Abstract 15803: Thoracic Spinal Cord Stimulation Protects the Hippocampus in a Canine Model of Heart Failure
Background: Myocardial infarction (MI) and progression into heart failure (HF) is associated with pathological changes in the central nervous system. We previously demonstrated in a canine model of MI and mitral regurgitation (MR) that thoracic spinal cord stimulation (SCS) reduces mortality and preserves autonomic responsiveness for control of cardiac function. The purpose of this study was to evaluate potential protective effects of SCS in the brain in MI/MR.
Methods: Canines (n=14) underwent HF model creation involving sequential inductions of MI and MR; eight canines served as sham controls. MI/MR animals were randomized to two arms: “Control” with SCS OFF (N=8) and SCS (T1-T5, 50 Hz, 200 usec, 90% motor threshold) starting one week post MR induction (n=6). Both groups were maintained for 12 weeks post MI/MR induction. Autonomic status was evaluated for cardiac control prior to termination, after which brains were surgically removed. The hippocampus was isolated and evaluated using histochemistry (Nissl staining) and gene expression analysis of caspase-3 and e-NOS. Cell density in the dentate gyrus (DG) was assessed using ImageJ software to measure the area fraction of cell bodies using Nissl-stained sections.

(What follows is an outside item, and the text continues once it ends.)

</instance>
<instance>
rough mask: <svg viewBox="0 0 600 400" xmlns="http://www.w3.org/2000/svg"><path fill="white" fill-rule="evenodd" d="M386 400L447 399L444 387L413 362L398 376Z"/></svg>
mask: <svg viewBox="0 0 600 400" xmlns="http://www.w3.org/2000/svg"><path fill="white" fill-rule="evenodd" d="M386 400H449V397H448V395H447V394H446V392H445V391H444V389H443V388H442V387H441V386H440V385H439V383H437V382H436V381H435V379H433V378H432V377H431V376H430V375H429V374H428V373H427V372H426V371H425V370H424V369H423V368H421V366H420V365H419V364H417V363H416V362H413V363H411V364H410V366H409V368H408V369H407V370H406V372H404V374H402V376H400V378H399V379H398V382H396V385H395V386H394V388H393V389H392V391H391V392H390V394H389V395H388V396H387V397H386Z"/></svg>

Results: In MI/MR, Nissl staining revealed neuronal damage in all regions of the hippocampus and in the amygdala. In MI/MR, the area fraction within the DG was significantly reduced compared to sham control (reduced 19.8%, P= 0.003). Reactive SCS mitigated the neural damage in both brain regions and maintained cell density within the DG at levels equivalent to sham controls. Within the hippocampus, MI/MR was associated with increased mRNA levels of caspase-3 (increased 89.4%; P <0.0001) and eNOS (increased 98%; P= 0.006). MI/MR, with reactive SCS, was associated with caspase-3 mRNA in hippocampus maintained at sham control levels and eNOS mRNA levels reduced compared to the MI/MR expression level (36%, NS).
Conclusion: High thoracic SCS exerts neuro-protective effects within the hippocampus in the setting of chronic HF. Such SCS mediated neuro-protection may be manifested by decreasing apoptosis, reducing neuronal damage, and/or promoting neurogenesis in the DG.
- © 2013 by American Heart Association, Inc.